The attack surface is expanded when requests include query parameters or headers that are not part of the signed string, or when the timestamp resolution is coarse (for example, seconds rather than milliseconds), making it easier to reuse a valid signature across retries. Without additional protections such as nonce tracking or strict request deduplication, Fastapi’s Hmac-based scheme can inadvertently facilitate replay despite correct cryptographic verification.
Hmac Signatures-Specific Remediation in Fastapi — concrete code fixes
To mitigate replay attacks in Fastapi when using Hmac signatures, you must ensure each signed request is unique and time-bound. This involves incorporating a nonce and a precise timestamp into the signed string, enforcing monotonicity or single-use nonces, and rejecting requests with timestamps outside a tight window. Below are concrete code examples demonstrating these protections.
First, define a utility to compute the Hmac over a canonical string that includes a client-supplied nonce and timestamp:
import hmac
import hashlib
import time
import secrets
SHARED_SECRET = b'your-256-bit-secret'
def compute_hmac(nonce: str, timestamp: str, payload: str) -> str:
message = f'{nonce}|{timestamp}|{payload}'.encode('utf-8')

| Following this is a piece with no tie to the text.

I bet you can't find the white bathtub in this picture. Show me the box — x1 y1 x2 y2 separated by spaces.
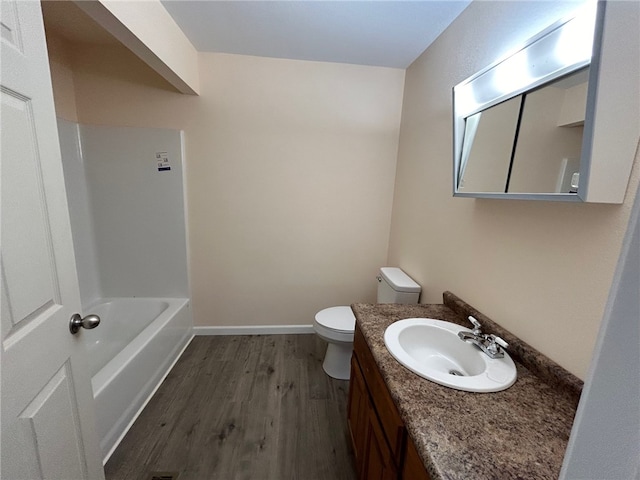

return hmac.new(SHARED_SECRET, message, hashlib.sha256).hexdigest()
On the server side, maintain a short-lived cache of recently seen nonces to prevent reuse. Use a fixed time window (for example, 30 seconds) and enforce that the request timestamp is within that window:
from fastapi import FastAPI, Request, HTTPException
from fastapi.responses import JSONResponse
import time
app = FastAPI()
# Simple in-memory store; consider a distributed cache in production
seen_nonces = set()
TIMESTAMP_TOLERANCE = 30 # seconds
def verify_hmac(request: Request, payload: str) -> bool:
timestamp = request.headers.get('X-API-Timestamp')
nonce = request.headers.get('X-API-Nonce')
signature = request.headers.get('X-API-Signature')
if not all([timestamp, nonce, signature]):
return False
# Check timestamp freshness
now = str(int(time.time()))
if abs(int(now) - int(timestamp)) > TIMESTAMP_TOLERANCE:
return False
# Reject replayed nonces
if nonce in seen_nonces:
return False
expected = compute_hmac(nonce, timestamp, payload)
if not hmac.compare_digest(expected, signature):
return False
# Record nonce for the duration of the tolerance window
seen_nonces.add(nonce)
return True
@app.post('/process')
async def process_item(request: Request):
body = await request.body()
body_str = body.decode('utf-8')
if not verify_hmac(request, body_str):
raise HTTPException(status_code=401, detail='Invalid or replayed request')
# Safe to process
return JSONResponse({'status': 'ok'})
For production use, replace the in-memory set with a TTL-aware store to avoid memory growth and to support multiple workers. Additionally, include HTTP method and path in the signed string if the endpoint semantics depend on the verb or route. This approach ensures that even if an attacker captures a valid Hmac-signed request, it cannot be reused outside the narrow time window and nonce constraints.